Every time a provider of a good or service interacts with a customer, both parties have an opportunity to learn. Eventually, one party changes his behaviour as a result of that learning. Unfortunately, all too often that’s the customer. He starts asking for something other than what he really wants – or perhaps he simply goes away.
This is where the digital world is both cause and effect. The increasingly demanding customer doesn’t want to settle, he knows there are many possibilities and social media is intensifying the challenge because of its transparency and dynamics.
This is also where the digital world offers the cost-effective means to strive for a low customer sacrifice as possible. This can be enriched by involving external stakeholders directly and indirectly in the organisation’s processes.
Passively by listening what external stakeholders are saying about the brand, its proposition, market and competitors. By understanding where the gaps are, the organisation can alter its processes and value proposition.
Directly by co-designing and co-creating with external stakeholders business output.
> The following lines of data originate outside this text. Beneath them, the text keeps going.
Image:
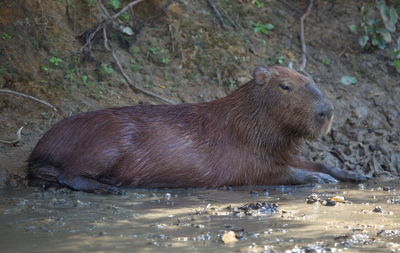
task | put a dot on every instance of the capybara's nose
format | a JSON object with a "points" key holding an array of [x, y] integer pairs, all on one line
{"points": [[324, 110]]}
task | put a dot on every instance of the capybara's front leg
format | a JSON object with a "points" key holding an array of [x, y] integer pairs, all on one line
{"points": [[82, 183], [301, 176], [340, 174]]}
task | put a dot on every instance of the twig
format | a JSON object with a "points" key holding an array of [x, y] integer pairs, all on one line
{"points": [[27, 96], [303, 42], [107, 21], [130, 82], [16, 140], [217, 13]]}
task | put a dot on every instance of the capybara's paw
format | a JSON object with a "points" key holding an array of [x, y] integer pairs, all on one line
{"points": [[353, 176], [301, 176], [346, 175], [115, 191], [321, 178]]}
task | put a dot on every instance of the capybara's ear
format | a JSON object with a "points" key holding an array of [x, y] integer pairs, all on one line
{"points": [[261, 75]]}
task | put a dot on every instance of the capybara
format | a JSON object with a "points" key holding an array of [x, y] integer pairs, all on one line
{"points": [[250, 137]]}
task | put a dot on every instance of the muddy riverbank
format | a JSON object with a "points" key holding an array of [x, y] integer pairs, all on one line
{"points": [[362, 218]]}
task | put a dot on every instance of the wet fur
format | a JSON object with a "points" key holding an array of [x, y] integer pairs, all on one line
{"points": [[251, 137]]}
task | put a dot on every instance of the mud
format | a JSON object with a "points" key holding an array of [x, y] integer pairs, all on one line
{"points": [[205, 62], [197, 220], [183, 54]]}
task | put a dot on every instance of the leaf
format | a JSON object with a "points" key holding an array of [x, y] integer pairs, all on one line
{"points": [[347, 80], [393, 15], [352, 28], [363, 40], [396, 64], [386, 36], [389, 16], [115, 4]]}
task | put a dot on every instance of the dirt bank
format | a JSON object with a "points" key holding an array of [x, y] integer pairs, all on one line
{"points": [[179, 51]]}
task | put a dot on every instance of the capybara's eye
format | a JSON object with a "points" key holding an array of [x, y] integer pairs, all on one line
{"points": [[285, 87]]}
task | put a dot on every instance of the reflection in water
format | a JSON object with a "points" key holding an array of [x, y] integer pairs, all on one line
{"points": [[196, 220]]}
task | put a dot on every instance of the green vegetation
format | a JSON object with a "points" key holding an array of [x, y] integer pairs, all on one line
{"points": [[55, 61], [326, 61], [280, 59], [115, 4], [263, 28], [154, 50], [259, 4], [166, 60], [6, 36], [378, 30], [125, 16], [135, 50], [347, 80], [45, 69], [106, 69]]}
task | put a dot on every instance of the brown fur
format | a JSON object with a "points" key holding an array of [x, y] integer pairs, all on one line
{"points": [[251, 137]]}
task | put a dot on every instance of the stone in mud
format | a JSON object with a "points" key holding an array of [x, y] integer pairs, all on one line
{"points": [[229, 237]]}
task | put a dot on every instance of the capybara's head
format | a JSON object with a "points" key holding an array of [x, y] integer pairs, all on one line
{"points": [[295, 104]]}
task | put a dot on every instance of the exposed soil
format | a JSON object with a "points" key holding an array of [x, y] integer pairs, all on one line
{"points": [[358, 218], [179, 51]]}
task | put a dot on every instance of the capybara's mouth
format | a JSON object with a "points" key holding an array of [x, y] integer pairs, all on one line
{"points": [[327, 126]]}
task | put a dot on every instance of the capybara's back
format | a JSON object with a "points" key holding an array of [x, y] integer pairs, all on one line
{"points": [[250, 137]]}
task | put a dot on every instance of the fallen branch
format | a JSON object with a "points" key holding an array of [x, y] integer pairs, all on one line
{"points": [[217, 13], [27, 96], [303, 42], [126, 77], [19, 138], [106, 22]]}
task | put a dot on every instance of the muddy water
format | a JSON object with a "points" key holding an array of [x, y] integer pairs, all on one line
{"points": [[361, 219]]}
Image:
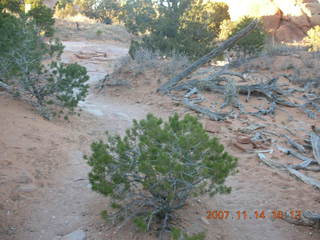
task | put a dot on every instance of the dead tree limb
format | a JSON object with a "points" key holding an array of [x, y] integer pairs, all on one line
{"points": [[214, 53], [315, 141], [212, 115], [5, 87], [301, 176]]}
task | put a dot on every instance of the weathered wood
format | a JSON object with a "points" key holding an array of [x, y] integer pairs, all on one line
{"points": [[214, 53], [295, 144], [5, 87], [304, 178], [212, 115], [315, 141]]}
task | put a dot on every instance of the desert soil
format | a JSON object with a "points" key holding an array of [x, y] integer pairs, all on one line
{"points": [[45, 192]]}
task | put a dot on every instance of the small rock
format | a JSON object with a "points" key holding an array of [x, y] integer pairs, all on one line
{"points": [[76, 235], [24, 178]]}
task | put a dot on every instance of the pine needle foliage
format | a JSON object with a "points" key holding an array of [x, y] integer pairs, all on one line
{"points": [[156, 167]]}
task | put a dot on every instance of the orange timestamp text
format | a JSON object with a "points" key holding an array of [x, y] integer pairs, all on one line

This achieves engagement because people care about what they are involved wit hand more efficient business due to shorter and effective cycles.
Pine said that people want to be involved and just being a part of something is part of human nature. Providing a platform for people to belong is what social media is very good at it. He sees a shift in less stageing towards setting the stage to create ones own experience, ones own value.
An Open Business creates the stage or platform through social technologies to enable this.
Challenge of customer sacrifice
Mr. Pine elaborated that the “points of learning” are the challenge of customer sacrifice. Understanding where people are sacrificing and how to measure that.
The second part in this challenge is the organisation’s adaptiveness and ability to respond to sacrifice. Can and how is the organisation changing its operations and processes in order to do so?
This is where business agility and continual innovation are required, continual streams of information to minimize the sacrifice and the agility to respond accordingly.
The experience economy and the current global economic situation
Mr. Pine explained that the economic situation is accelerating the shift towards the experience economy. People question what they really value and they don’t value stuff and they do not need more things. What people are looking for are experiences, with loved ones, friends, colleagues.
On the supply side he explained that there will be more demand for experiences, making use of the opportunities experiences offers, create new jobs. Moreover because commoditized services are being outsourced and offshored.
Innovating new experiences, engaging customers and employing workers, those are in short the benefits for organisations.
How to innovate the experiences
This is where the Multiverse comes in play. (have a look here for the video for an explanation of the eight worlds)
Mr. Pine explained that there are effectively infinite possibilities in physical and digital opportunities. The key is how to discover the right opportunity for the organisation, create value for its customers amidst the infinite possibilities. The Multiverse is a sensemaking tool that allows to figure out and categorize the opportunities and to use it to generate ideas.
An organisation can use it to map existing experiences within the eight worlds, understanding where gaps are and adding new ones or start from scratch and taking a customer-centric approach.
Future economic value creation
The ultimate value creation is a customised experience: the transformation. According to mr. Pine, this is the fifth (raw materials, goods, services, experiences) and ultimate value creation. He gave examples such as fitness centres for a healthy life and management consultancies in the B2B sector that take their clients on a transformation journey. The organisation that helps its clients to achieve their ambitions are the ones who will thrive.
Social media are effective means that create and/or enrich the experience of a brand. There are plenty of examples, such as Heineken and their crowdsourcing activity on Facebook (involve and belong). Think of BMW that creates an experience by letting people design their own BMW via a Facebook application. The end result was four hours of brand engagement, marketers nirvana!
Both sell commoditized goods, the experience is the differentiator and social media are the efficient and effective means to achieved it and the open business is the enabling platform.